Since end-to-end models learn without intermediate modules, high-quality data is crucial — errors, noise, and distribution biases can easily creep into accuracy of decision making. To ensure data quality, we implement multiple checks: well-trained drivers, a dedicated QA team, automated alerts for policy violations, etc. These measures help us curate high-quality training data.

Beyond quality, datasets must capture diverse driving behaviors (e.g., turns, merges), times of day, weather, and road types (single/double lane, urban/rural, etc.).

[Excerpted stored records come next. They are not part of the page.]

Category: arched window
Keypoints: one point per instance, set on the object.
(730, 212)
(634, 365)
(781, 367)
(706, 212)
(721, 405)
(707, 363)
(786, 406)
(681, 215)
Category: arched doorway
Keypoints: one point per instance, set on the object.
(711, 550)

We use Vision-Language Models (VLMs) to assist in data curation at scale by automatically tagging and organizing large volumes of driving footage using natural language descriptions. They enable efficient filtering of rare or critical scenarios (e.g., jaywalking, unusual obstacles) without manual annotation and just by using natural language. 

Open loop metrics can be misleading:

Many state-of-the-art models report open-loop regression metrics like L2 score or simulation-based scores to quantify the performance of the models but these metrics fail to reflect the real-world performance.

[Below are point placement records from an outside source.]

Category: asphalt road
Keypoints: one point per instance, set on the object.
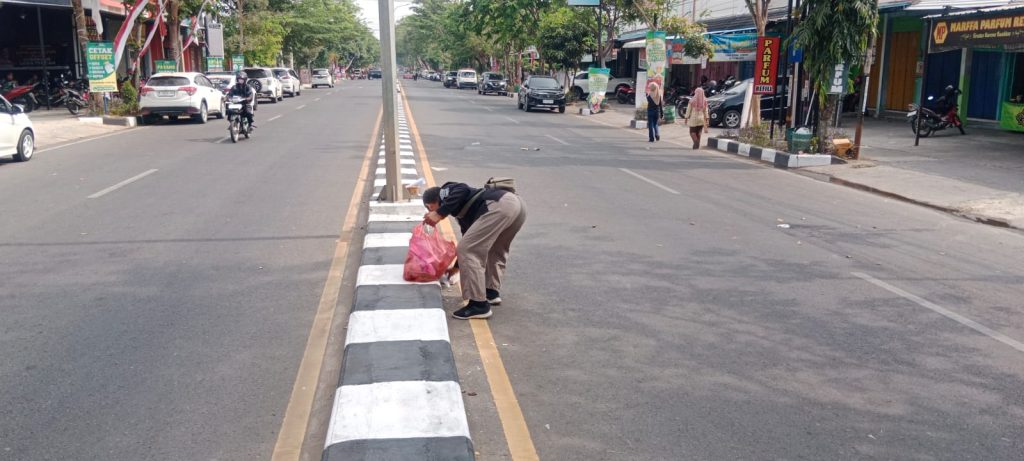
(655, 309)
(165, 320)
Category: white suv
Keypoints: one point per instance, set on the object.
(178, 93)
(265, 84)
(322, 77)
(289, 81)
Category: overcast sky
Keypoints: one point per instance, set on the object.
(401, 8)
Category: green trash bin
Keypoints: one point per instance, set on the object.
(800, 139)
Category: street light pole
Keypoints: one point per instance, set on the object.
(393, 191)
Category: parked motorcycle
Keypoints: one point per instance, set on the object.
(932, 120)
(238, 123)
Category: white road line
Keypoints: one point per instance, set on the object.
(397, 410)
(944, 311)
(122, 184)
(650, 181)
(557, 139)
(397, 325)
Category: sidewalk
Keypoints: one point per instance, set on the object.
(979, 176)
(57, 126)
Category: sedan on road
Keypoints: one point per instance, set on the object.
(180, 93)
(17, 137)
(542, 92)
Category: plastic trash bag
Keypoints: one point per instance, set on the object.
(429, 256)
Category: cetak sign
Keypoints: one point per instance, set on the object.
(766, 67)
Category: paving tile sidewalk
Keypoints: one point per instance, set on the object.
(979, 175)
(57, 126)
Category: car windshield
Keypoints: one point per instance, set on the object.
(544, 83)
(168, 81)
(256, 73)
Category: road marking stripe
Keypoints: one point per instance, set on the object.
(122, 183)
(379, 240)
(557, 139)
(513, 423)
(650, 181)
(397, 325)
(944, 311)
(381, 411)
(385, 275)
(294, 425)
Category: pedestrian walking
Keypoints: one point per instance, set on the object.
(489, 219)
(653, 111)
(697, 116)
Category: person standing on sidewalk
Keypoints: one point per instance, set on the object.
(489, 219)
(653, 111)
(697, 116)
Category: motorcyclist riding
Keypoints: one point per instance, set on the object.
(243, 89)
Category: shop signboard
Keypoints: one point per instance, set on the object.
(766, 67)
(166, 66)
(971, 32)
(597, 79)
(99, 67)
(215, 64)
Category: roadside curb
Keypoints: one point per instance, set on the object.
(777, 158)
(398, 395)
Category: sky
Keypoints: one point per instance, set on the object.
(402, 8)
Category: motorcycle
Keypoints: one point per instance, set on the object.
(932, 121)
(22, 95)
(238, 123)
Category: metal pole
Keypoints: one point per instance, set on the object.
(393, 191)
(42, 50)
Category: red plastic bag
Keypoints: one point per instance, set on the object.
(429, 256)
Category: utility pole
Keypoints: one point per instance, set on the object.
(393, 191)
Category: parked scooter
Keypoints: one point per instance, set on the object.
(936, 120)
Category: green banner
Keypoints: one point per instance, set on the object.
(1012, 116)
(166, 66)
(99, 67)
(215, 64)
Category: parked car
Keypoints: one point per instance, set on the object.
(581, 87)
(466, 79)
(542, 92)
(265, 84)
(17, 137)
(290, 82)
(222, 80)
(451, 78)
(493, 82)
(180, 93)
(726, 109)
(322, 77)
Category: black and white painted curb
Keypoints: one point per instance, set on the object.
(398, 396)
(777, 158)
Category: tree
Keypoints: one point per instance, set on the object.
(834, 32)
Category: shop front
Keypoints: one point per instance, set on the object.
(990, 42)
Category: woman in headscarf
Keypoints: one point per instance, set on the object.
(653, 111)
(697, 116)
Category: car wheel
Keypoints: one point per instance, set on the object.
(731, 119)
(203, 115)
(26, 147)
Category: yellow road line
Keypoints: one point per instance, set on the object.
(293, 427)
(516, 433)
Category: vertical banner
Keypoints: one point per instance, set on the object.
(657, 56)
(99, 66)
(766, 67)
(166, 66)
(597, 80)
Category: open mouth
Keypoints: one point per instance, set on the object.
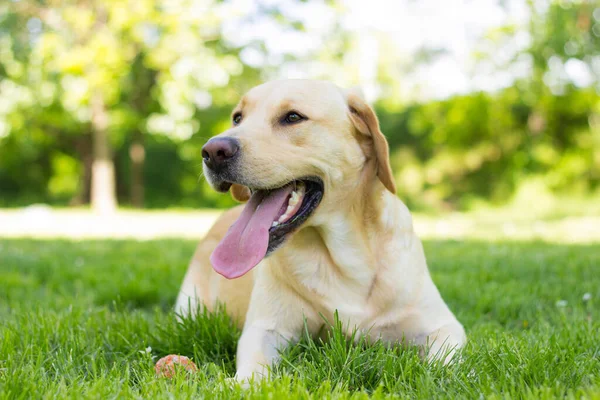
(268, 218)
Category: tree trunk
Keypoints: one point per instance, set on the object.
(137, 155)
(83, 146)
(103, 192)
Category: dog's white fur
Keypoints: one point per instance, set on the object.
(357, 254)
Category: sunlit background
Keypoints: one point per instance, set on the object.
(491, 107)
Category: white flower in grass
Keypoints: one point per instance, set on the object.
(561, 303)
(587, 297)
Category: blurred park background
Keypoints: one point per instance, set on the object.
(485, 103)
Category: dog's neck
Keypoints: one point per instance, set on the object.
(355, 235)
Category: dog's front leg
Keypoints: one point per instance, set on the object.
(275, 318)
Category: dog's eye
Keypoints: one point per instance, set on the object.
(292, 117)
(237, 118)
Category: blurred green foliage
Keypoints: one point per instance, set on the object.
(168, 80)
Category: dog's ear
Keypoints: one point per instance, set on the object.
(365, 121)
(240, 193)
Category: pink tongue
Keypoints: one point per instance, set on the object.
(246, 241)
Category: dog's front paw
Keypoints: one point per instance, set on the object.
(244, 383)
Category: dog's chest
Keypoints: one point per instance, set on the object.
(354, 292)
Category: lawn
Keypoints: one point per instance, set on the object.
(87, 320)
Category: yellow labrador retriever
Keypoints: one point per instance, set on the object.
(322, 230)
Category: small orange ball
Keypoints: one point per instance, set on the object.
(167, 365)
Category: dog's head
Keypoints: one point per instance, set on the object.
(296, 149)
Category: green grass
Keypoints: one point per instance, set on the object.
(76, 318)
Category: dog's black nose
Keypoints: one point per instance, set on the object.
(218, 151)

Open-loop testing uses pre-recorded scenarios and cannot capture how other agents react to ego vehicle actions. Metrics like L2 score can give wrong picture because they:

• Penalize valid, safe alternatives

• Encourage behavior averaging, leading to unsafe, indecisive outputs

• Ignore safety, feasibility, and rule compliance

• Miss closed-loop effects where small errors escalate

• Don’t evaluate the full stack, overlooking sensor noise, latencies, and system-level failures

Narrow accuracy metrics alone can lead to a false sense of progress. A robust evaluation framework must capture reliability, generalization, and real-world readiness.

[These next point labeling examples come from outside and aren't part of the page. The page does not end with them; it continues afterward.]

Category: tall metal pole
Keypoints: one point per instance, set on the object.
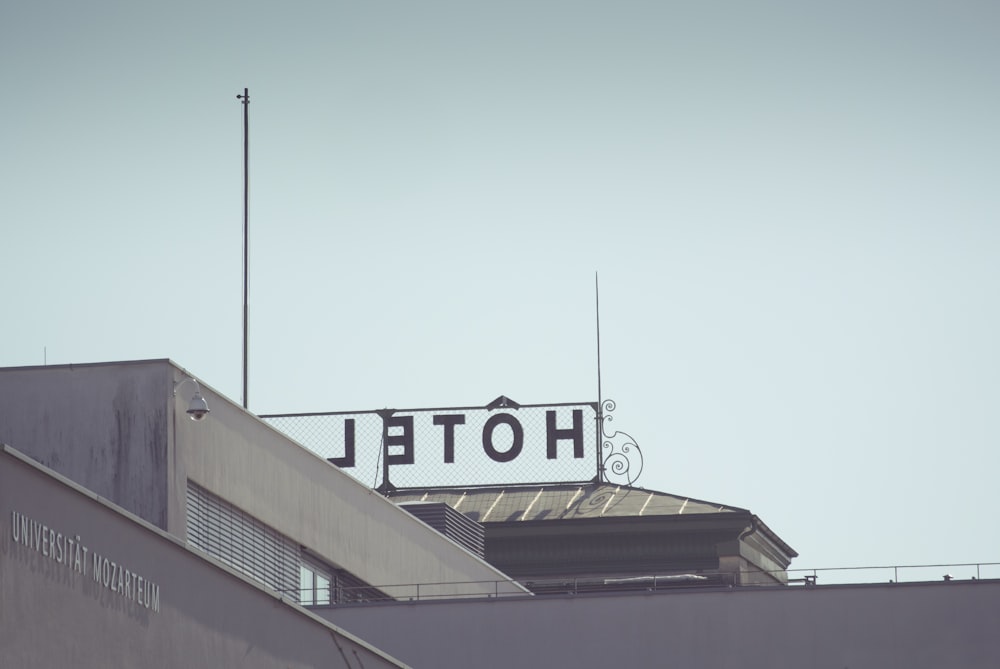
(246, 231)
(600, 400)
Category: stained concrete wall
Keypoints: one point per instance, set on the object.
(54, 613)
(917, 626)
(104, 426)
(120, 430)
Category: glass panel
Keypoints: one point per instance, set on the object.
(322, 589)
(305, 586)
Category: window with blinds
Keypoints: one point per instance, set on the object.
(233, 536)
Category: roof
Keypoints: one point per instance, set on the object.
(496, 504)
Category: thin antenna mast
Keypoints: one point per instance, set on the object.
(246, 230)
(600, 400)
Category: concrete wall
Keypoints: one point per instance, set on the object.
(53, 613)
(118, 429)
(259, 469)
(916, 626)
(104, 426)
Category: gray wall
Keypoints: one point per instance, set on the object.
(104, 426)
(118, 429)
(53, 615)
(916, 626)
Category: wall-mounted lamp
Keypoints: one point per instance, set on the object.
(198, 408)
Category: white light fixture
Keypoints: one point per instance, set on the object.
(198, 408)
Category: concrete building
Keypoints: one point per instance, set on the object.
(131, 535)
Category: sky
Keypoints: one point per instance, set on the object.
(792, 208)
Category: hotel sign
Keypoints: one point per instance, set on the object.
(502, 442)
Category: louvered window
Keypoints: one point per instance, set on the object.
(241, 541)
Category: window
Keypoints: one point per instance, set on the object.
(314, 585)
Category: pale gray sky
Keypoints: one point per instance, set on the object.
(793, 208)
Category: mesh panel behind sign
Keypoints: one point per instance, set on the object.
(454, 447)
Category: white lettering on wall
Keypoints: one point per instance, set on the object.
(69, 551)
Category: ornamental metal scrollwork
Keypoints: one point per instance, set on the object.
(621, 457)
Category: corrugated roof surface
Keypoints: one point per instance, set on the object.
(563, 500)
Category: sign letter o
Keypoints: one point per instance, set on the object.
(517, 432)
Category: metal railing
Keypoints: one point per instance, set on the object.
(811, 577)
(890, 573)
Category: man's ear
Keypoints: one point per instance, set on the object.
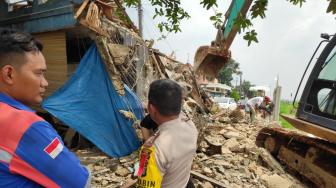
(7, 74)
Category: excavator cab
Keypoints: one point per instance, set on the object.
(316, 113)
(310, 156)
(318, 101)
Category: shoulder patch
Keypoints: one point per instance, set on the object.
(54, 148)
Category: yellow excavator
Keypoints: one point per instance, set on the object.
(209, 60)
(313, 155)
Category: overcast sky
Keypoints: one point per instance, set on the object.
(287, 39)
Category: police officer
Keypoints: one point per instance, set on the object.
(167, 163)
(31, 152)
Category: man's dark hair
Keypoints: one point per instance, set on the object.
(13, 43)
(166, 96)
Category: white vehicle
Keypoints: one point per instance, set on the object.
(226, 102)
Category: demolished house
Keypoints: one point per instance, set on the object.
(99, 70)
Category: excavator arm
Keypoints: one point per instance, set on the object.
(209, 60)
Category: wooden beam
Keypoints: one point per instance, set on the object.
(96, 29)
(200, 176)
(81, 8)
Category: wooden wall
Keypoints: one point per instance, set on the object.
(54, 50)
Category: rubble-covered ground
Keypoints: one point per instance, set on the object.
(227, 154)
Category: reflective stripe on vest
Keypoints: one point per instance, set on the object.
(5, 156)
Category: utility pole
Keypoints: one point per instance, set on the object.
(140, 17)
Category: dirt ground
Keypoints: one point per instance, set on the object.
(227, 154)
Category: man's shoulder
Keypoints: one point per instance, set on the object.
(9, 113)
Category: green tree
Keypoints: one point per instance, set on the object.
(235, 94)
(173, 13)
(245, 88)
(225, 75)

We’re building such a cohesive framework—spanning multi-modal prediction accuracy, collision rates, safety violations, closed-loop performance, intervention rates, scenario diversity, and user comfort—to truly assess system performance at scale. We will discuss this in more detail in our upcoming blogs.

Higher Speeds:

Scaling autonomy to highway speeds also reveals fundamentally harder engineering problems — not just a data and model problem. High speeds demand longer prediction horizons, kinodynamically feasible planning, more stringent QA standards and near-zero tolerance for software latency, bugs, or control instability. We are testing and optimizing for higher speeds in the coming months.

Simulation:

Due to the gap between real world and open loop metrics, closed loop testing in simulation plays a core role in the model release pipeline. And it suffers from sim-to-real gap, distribution bias and lack of natural stochasticity in other agents. We aim to improve our simulation workflow with photo-realistic Operational Design Domains (ODDs), ability to generate scenarios autonomously and seamless integration into the evaluation loop.

Interpretability:

As end-to-end models operate in latent space, it is hard to interpret their decision making. We are exploring different methods like supervised probes, activation maps, attention maps etc. to improve the explainability and interpretability of our models.

Causal confusion:

End-to-end models can sometimes create a spurious connection between “what they see” and “what they do”. While the predicted action of the model might look reasonable (say stopping at a traffic light), the reason could be spurious. For example, the model might learn to stop by detecting the traffic pole instead of the color of the light. Due to this spurious correlation, the model might stop even for a green traffic light or random poles. We will be actively working on this in the coming weeks. 

Catastrophic forgetting:

Catastrophic forgetting is a key challenge in foundational models—where learning from new data leads to a decline in performance on previously seen scenarios. This often stems from limited model capacity, data imbalance, or suboptimal training procedures. We’ve observed such regressions in our experiments and are actively developing training strategies and architectural tweaks to mitigate forgetting and ensure consistent, incremental learning.

We believe we have just touched the tip of the iceberg, and we would continue to share more updates on our progress as we improve our AI driver to deliver ADAS/AD to build the most human like AI driver for some of the toughest road conditions.